"The little dog he have his tail all done up in the bandages.

"The big dog say, 'Little dog, for why you have your tail all bandaged up like that? You have an accident?'

"'No,' say the little dog, 'but my master, he just come home from France, and I am so glad to see him I bin wagging my tail all day long until it get broke and I have to have him wrapped up like this.'"

Then the speaker turned dramatically—with the deepest sense of seriousness; without a trace of a smile on his face, without a glimmer of consciousness of the fact that the Americans at that banquet were biting their teeth to keep from bursting into laughter; and with a grand flourish, pointed to the American dignitary and said, "I feel just like that little dog. I so glad to see Dr. —— come to Japan that I have been wagging my tail all day long."

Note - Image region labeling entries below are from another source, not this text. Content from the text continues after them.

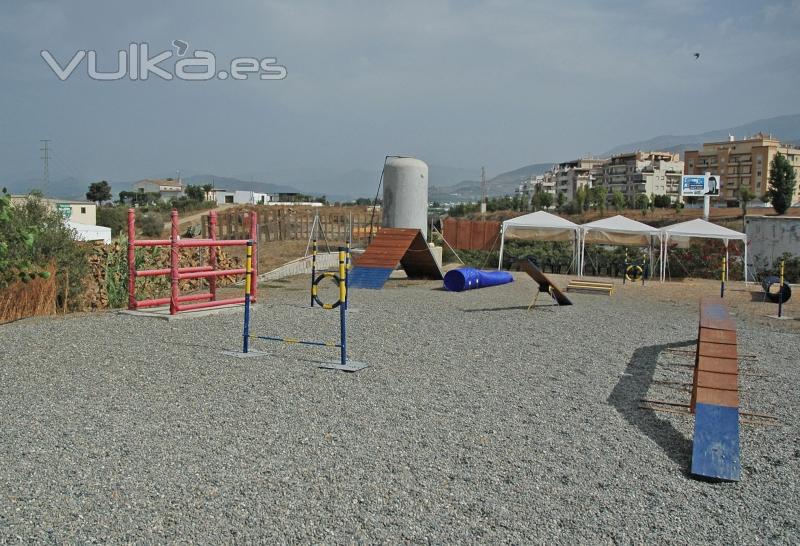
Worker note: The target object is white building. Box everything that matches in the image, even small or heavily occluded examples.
[133,178,184,201]
[543,158,605,201]
[595,151,683,203]
[208,189,272,205]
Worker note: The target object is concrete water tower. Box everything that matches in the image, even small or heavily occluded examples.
[383,157,428,239]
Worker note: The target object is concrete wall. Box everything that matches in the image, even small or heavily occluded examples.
[745,215,800,274]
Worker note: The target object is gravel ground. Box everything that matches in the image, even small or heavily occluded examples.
[0,276,800,544]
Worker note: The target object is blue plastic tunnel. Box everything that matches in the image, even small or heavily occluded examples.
[444,267,514,292]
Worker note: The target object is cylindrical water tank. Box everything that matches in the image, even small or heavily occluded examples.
[383,157,428,239]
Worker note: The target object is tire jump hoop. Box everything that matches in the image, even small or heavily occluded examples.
[311,238,352,309]
[622,250,647,286]
[223,242,368,372]
[625,264,644,284]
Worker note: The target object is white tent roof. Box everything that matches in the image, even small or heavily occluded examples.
[503,210,579,229]
[664,218,747,241]
[497,210,580,269]
[581,215,661,235]
[502,210,580,241]
[581,215,661,246]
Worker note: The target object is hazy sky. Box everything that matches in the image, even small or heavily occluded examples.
[0,0,800,190]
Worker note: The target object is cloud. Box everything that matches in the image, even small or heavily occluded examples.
[0,0,800,182]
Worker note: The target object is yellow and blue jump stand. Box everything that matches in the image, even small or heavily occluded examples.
[225,243,368,372]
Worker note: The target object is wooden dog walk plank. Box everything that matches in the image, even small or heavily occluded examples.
[348,228,444,289]
[567,279,614,296]
[697,356,739,375]
[697,341,738,360]
[700,328,736,345]
[691,298,741,481]
[697,370,739,391]
[519,259,572,305]
[692,403,742,481]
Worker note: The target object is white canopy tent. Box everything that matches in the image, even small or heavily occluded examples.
[661,218,747,282]
[497,210,580,270]
[580,215,663,276]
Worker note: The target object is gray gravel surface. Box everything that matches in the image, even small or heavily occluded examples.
[0,276,800,544]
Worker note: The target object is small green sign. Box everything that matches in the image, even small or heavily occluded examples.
[56,203,72,218]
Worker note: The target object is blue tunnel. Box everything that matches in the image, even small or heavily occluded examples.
[444,267,514,292]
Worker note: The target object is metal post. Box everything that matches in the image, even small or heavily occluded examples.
[128,209,136,311]
[169,209,180,315]
[250,211,258,303]
[719,257,728,298]
[778,260,785,318]
[311,238,317,307]
[339,246,348,366]
[622,248,628,286]
[242,241,253,353]
[208,210,217,301]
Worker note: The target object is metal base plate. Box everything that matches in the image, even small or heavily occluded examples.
[319,360,369,372]
[222,351,274,358]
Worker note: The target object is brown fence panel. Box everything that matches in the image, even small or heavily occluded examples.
[442,218,500,250]
[202,207,381,246]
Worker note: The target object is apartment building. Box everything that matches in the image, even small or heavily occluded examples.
[543,158,606,201]
[11,195,97,226]
[684,133,800,201]
[133,178,184,201]
[595,151,684,203]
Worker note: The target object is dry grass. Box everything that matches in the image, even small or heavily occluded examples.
[0,267,56,324]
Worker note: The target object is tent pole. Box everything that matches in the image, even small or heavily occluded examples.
[579,230,586,277]
[742,235,747,280]
[497,226,506,271]
[725,239,731,282]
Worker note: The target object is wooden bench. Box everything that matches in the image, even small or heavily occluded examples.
[690,298,741,481]
[567,279,614,296]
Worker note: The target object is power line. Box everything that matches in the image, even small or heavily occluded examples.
[39,140,50,195]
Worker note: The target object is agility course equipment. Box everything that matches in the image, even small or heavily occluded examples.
[228,243,367,372]
[444,267,514,292]
[348,228,444,290]
[761,260,792,310]
[519,259,572,310]
[690,298,741,481]
[311,239,350,309]
[622,249,647,286]
[128,209,257,315]
[567,279,614,296]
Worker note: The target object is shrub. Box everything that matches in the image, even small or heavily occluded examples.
[136,211,165,237]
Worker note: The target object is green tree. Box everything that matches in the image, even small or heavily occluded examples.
[737,185,756,216]
[0,191,89,305]
[636,193,650,216]
[594,185,608,213]
[86,180,113,203]
[136,212,164,237]
[611,190,625,212]
[766,152,795,214]
[97,205,128,237]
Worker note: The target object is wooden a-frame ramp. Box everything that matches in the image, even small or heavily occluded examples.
[348,228,444,290]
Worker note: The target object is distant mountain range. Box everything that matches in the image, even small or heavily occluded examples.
[603,114,800,157]
[430,114,800,202]
[428,163,553,203]
[7,114,800,202]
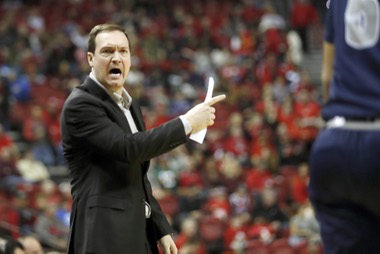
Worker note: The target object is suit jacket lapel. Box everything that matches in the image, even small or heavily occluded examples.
[78,77,132,132]
[129,101,146,131]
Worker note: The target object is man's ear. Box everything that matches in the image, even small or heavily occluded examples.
[87,52,94,68]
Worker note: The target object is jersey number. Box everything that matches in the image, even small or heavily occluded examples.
[344,0,380,49]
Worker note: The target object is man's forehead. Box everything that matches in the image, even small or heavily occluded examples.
[95,31,129,47]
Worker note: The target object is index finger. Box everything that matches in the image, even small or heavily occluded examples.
[204,94,226,106]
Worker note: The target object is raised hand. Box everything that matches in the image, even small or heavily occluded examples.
[184,94,226,133]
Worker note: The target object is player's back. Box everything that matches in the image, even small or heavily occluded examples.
[323,0,380,119]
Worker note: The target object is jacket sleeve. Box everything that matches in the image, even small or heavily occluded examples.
[62,93,187,162]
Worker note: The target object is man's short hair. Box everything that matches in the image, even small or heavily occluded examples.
[87,24,131,54]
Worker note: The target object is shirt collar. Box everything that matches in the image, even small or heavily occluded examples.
[89,72,132,109]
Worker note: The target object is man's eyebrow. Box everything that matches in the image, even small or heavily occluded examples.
[100,45,129,50]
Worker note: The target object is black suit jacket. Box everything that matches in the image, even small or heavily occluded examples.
[61,78,187,254]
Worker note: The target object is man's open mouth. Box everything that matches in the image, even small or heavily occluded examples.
[109,68,122,77]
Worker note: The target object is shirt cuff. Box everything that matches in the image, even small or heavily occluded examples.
[179,115,192,135]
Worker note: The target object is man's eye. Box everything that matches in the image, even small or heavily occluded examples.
[102,49,111,55]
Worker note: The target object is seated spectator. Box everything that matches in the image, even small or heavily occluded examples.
[252,186,289,235]
[0,148,24,193]
[289,202,320,246]
[0,238,25,254]
[18,235,44,254]
[16,149,50,183]
[0,123,19,159]
[175,214,206,254]
[290,163,309,205]
[34,204,69,251]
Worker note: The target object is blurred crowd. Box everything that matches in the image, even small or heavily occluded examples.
[0,0,323,254]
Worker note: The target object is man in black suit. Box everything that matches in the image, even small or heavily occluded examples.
[61,24,225,254]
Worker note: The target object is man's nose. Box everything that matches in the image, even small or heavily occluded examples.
[112,51,121,63]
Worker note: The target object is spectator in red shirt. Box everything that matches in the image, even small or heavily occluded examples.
[175,214,207,254]
[290,163,309,205]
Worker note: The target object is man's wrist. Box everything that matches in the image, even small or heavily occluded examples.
[179,115,192,135]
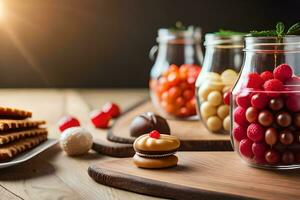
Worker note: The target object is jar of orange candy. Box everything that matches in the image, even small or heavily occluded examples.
[149,24,203,119]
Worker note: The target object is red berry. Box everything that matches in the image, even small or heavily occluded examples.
[285,77,300,91]
[252,142,267,158]
[223,91,230,105]
[273,64,293,82]
[286,95,300,112]
[149,130,160,139]
[253,156,266,165]
[260,71,274,82]
[233,107,248,126]
[246,73,264,89]
[251,93,269,109]
[265,149,280,164]
[58,116,80,132]
[247,123,265,142]
[236,91,251,108]
[239,139,253,158]
[102,102,121,118]
[264,79,284,97]
[233,125,247,141]
[91,110,111,128]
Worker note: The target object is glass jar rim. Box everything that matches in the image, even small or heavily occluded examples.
[244,35,300,53]
[204,33,244,48]
[156,26,202,43]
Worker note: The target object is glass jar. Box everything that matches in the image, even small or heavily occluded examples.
[196,33,244,134]
[149,27,203,119]
[231,36,300,169]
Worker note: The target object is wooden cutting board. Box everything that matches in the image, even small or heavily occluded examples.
[88,152,300,200]
[107,100,232,151]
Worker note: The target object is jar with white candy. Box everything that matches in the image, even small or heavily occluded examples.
[196,33,244,133]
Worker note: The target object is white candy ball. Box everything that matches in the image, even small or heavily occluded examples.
[60,127,93,156]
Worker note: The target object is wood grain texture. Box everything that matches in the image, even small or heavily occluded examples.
[0,186,21,200]
[89,152,300,200]
[108,101,232,151]
[0,89,162,200]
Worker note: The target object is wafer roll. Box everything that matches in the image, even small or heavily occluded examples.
[0,106,32,119]
[0,128,48,146]
[0,135,47,162]
[0,119,46,134]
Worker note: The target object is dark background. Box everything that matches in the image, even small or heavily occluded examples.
[0,0,300,87]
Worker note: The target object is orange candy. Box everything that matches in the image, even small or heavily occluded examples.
[150,64,201,117]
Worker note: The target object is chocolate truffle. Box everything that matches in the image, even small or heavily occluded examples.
[130,112,170,137]
[269,97,284,111]
[258,110,273,126]
[246,107,258,123]
[293,113,300,128]
[265,128,277,146]
[279,130,294,145]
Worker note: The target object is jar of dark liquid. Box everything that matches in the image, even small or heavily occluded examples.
[149,27,203,118]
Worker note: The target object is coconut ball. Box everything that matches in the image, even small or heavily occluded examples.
[60,127,93,156]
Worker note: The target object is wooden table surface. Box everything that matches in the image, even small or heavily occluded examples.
[0,89,166,200]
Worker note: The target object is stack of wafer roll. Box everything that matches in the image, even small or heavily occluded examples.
[0,107,48,162]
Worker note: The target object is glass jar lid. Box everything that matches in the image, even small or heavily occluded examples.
[244,35,300,53]
[156,26,202,44]
[204,33,244,48]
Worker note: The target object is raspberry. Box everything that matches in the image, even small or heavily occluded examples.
[260,71,274,82]
[239,139,253,158]
[102,102,121,118]
[233,125,247,141]
[251,93,269,109]
[285,77,300,91]
[233,107,247,126]
[149,130,160,139]
[58,116,80,132]
[223,91,230,105]
[265,149,280,164]
[247,123,265,142]
[252,142,267,158]
[286,95,300,112]
[273,64,293,82]
[236,91,251,108]
[246,73,264,89]
[253,156,266,165]
[91,110,111,128]
[263,79,284,97]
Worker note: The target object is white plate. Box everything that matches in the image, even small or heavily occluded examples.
[0,139,58,169]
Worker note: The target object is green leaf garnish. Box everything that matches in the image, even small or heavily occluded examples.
[286,22,300,35]
[215,29,247,36]
[249,22,300,39]
[250,30,277,37]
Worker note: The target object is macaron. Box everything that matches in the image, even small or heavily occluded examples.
[133,130,180,169]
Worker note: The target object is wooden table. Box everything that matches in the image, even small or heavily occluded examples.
[0,89,166,200]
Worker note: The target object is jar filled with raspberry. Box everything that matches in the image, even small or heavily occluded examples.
[196,32,244,134]
[149,27,203,119]
[231,35,300,169]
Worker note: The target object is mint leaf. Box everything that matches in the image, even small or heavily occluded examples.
[286,22,300,35]
[215,29,247,36]
[276,22,285,38]
[250,30,277,37]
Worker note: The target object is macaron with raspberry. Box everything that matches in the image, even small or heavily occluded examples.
[133,130,180,169]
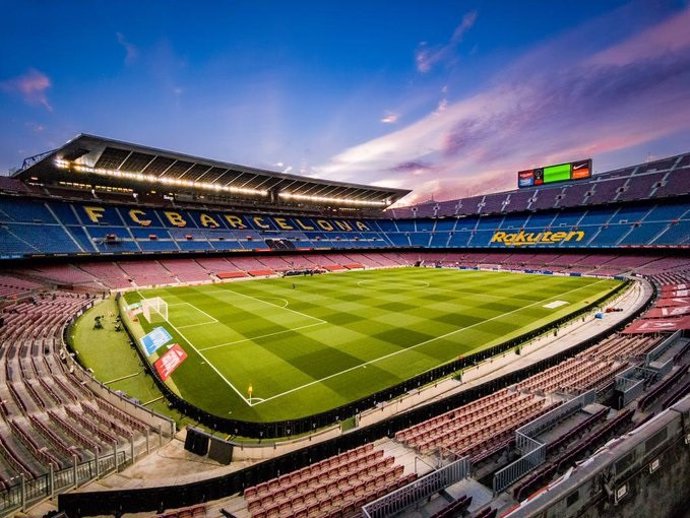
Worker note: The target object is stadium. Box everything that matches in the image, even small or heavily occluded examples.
[0,130,690,518]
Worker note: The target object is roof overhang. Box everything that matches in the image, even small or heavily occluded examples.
[14,134,411,209]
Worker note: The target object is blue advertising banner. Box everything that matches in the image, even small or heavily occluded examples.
[141,327,172,355]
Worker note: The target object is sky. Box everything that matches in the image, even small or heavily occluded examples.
[0,0,690,204]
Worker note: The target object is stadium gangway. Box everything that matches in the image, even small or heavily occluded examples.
[493,390,596,495]
[362,457,470,518]
[644,330,682,370]
[0,451,126,516]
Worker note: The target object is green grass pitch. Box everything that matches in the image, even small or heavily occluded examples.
[118,268,619,422]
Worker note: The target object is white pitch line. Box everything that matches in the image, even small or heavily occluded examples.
[204,288,328,324]
[137,290,252,406]
[168,302,218,329]
[199,322,326,351]
[175,320,218,329]
[252,279,607,406]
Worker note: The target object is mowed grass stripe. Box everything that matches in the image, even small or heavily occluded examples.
[246,281,603,408]
[127,268,618,421]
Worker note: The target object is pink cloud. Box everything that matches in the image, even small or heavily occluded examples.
[0,68,53,111]
[591,7,690,66]
[381,112,399,124]
[317,6,690,204]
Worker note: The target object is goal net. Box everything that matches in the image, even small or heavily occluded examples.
[141,297,168,323]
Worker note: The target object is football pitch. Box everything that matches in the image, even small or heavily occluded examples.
[125,268,620,422]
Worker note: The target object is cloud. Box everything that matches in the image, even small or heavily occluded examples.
[415,11,477,74]
[390,160,434,176]
[316,6,690,203]
[381,112,399,124]
[0,68,53,112]
[115,32,139,65]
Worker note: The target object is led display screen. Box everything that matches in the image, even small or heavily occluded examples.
[518,158,592,191]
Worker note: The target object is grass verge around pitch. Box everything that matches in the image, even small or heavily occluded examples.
[79,268,620,422]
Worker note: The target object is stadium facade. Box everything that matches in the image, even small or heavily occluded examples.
[0,135,690,517]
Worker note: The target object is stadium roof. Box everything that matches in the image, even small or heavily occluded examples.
[13,134,410,208]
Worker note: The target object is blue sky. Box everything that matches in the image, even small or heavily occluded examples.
[0,0,690,202]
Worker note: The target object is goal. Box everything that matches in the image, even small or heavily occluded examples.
[141,297,168,323]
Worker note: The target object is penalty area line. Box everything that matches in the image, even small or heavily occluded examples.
[137,290,252,406]
[252,279,606,406]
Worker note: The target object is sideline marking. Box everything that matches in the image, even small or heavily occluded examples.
[200,288,328,324]
[252,279,608,406]
[199,322,327,354]
[168,302,218,329]
[137,290,252,406]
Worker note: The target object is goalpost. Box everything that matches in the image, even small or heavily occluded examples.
[141,297,168,323]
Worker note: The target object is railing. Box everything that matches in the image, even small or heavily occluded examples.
[362,457,470,518]
[0,451,127,516]
[644,331,682,370]
[493,390,596,494]
[0,302,175,516]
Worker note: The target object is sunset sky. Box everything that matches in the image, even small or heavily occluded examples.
[0,0,690,203]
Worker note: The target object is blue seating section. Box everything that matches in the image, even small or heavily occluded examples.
[0,196,690,258]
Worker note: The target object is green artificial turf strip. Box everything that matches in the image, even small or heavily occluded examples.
[70,297,202,428]
[82,268,619,421]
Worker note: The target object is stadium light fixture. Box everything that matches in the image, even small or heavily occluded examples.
[278,191,388,207]
[55,158,268,196]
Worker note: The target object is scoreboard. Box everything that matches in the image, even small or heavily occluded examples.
[518,158,592,191]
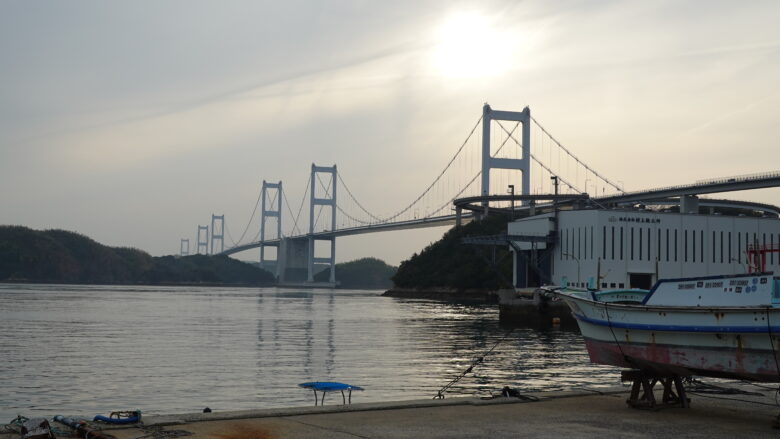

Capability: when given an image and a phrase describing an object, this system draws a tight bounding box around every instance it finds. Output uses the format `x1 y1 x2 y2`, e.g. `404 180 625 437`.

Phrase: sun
432 12 513 78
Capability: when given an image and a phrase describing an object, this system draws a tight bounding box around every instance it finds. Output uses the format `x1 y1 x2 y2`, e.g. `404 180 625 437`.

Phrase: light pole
563 253 580 287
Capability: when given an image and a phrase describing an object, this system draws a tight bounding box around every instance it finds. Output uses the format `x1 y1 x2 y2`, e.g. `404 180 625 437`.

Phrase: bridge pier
260 180 284 281
307 163 338 284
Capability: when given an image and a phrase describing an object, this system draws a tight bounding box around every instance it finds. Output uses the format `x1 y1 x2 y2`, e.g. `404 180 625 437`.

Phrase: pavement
6 387 780 439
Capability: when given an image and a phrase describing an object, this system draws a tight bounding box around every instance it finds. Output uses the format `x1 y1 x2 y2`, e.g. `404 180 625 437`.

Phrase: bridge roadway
219 214 473 255
220 172 780 255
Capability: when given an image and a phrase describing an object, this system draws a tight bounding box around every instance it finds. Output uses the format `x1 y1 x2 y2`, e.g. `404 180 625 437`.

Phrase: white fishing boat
544 272 780 382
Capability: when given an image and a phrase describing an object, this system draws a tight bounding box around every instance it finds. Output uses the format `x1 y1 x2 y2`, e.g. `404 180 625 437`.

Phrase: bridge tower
260 180 282 278
482 104 531 211
308 163 338 283
197 226 209 255
211 214 225 255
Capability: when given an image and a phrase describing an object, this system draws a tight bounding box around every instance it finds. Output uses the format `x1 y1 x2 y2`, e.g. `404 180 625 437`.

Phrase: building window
729 232 742 264
582 227 588 259
712 230 715 264
611 226 615 261
590 226 593 259
636 228 642 261
666 229 669 262
699 230 704 262
647 227 650 261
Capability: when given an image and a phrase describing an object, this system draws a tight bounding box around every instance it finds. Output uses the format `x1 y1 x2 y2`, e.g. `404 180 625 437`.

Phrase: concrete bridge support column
307 163 338 283
211 214 225 255
482 104 531 216
197 226 209 255
260 180 284 281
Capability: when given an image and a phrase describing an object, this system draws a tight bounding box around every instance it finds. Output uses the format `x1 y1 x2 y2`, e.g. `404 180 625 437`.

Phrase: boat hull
562 296 780 382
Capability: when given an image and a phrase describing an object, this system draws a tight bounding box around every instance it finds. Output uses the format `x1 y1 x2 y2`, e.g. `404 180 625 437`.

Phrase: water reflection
0 285 618 420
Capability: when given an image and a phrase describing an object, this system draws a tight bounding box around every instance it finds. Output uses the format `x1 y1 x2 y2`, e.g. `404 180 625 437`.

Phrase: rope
433 329 514 399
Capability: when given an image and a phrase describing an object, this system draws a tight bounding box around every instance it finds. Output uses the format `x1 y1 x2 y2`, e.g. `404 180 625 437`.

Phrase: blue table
298 381 363 407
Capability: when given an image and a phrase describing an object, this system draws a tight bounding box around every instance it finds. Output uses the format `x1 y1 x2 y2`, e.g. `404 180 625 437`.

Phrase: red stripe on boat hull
585 338 780 382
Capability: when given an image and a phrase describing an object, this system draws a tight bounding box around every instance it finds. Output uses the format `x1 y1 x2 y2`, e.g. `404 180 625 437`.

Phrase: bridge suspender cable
531 116 625 192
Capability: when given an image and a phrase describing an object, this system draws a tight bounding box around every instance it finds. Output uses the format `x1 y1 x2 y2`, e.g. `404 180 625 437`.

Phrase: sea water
0 284 619 423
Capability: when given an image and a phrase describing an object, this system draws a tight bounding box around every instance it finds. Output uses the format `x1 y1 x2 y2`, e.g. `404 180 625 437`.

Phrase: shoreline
7 383 780 439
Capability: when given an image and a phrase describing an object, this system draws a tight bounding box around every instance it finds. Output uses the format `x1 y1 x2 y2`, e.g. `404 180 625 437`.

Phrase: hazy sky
0 0 780 264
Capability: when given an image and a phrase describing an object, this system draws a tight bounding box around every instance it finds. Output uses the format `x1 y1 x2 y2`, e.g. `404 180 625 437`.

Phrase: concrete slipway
9 387 780 439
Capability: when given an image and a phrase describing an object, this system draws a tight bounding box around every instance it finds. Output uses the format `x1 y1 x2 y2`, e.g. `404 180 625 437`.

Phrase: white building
508 209 780 288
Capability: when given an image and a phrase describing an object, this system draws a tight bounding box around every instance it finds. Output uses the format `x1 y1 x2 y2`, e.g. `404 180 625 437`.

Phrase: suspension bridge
180 104 623 283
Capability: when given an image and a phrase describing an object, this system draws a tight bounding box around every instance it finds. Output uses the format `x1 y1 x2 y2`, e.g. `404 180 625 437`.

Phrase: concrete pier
12 383 780 439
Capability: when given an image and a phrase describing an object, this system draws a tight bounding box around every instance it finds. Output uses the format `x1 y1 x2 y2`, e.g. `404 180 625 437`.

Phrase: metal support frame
260 180 283 278
197 226 209 255
211 214 225 255
307 163 338 283
620 369 691 410
482 104 531 214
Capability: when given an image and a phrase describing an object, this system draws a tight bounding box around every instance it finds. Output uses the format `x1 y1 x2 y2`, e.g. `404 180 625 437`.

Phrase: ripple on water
0 285 619 422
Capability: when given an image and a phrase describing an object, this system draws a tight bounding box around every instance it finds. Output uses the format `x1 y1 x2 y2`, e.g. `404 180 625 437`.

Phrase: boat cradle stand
620 369 691 410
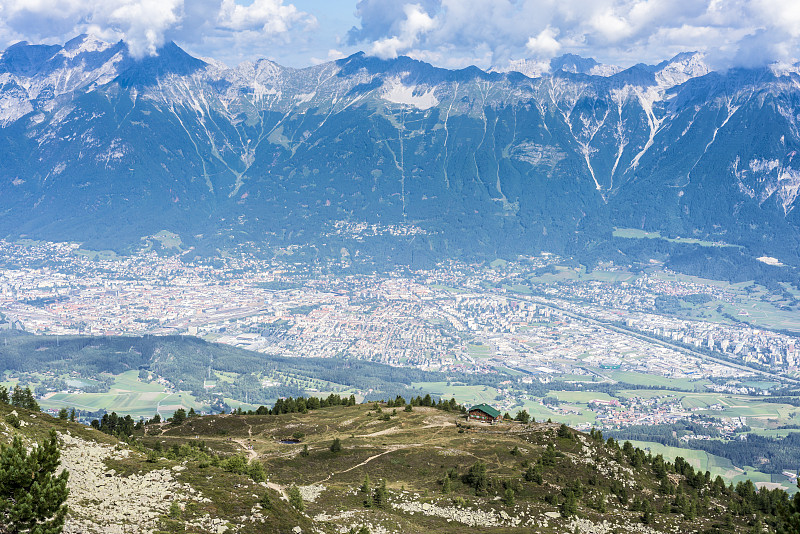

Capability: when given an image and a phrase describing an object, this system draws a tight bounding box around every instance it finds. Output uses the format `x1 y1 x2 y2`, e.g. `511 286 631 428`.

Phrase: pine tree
374 479 386 508
0 431 69 534
442 476 453 495
289 486 305 512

But he got no further. The American crowd; full-dressed, and full of dignity as it was; exploded. That speech was too much, even for the sake of international courtesy, to expect such a crowd to hold in. Fortunately most of the educated Japanese there saw the joke and joined in the laugh.

* * * * * *

We had a funny experience in a dining car on a Japanese train coming from northern Japan down to Tokyo one evening.

A well-dressed Japanese in a rich Kimono sat drinking heavily at a table a few feet from us.

Suddenly he looked up and yelled "Silence!" looking directly at us.

It was so sudden and so funny that I laughed. This made the Japanese gentleman angry.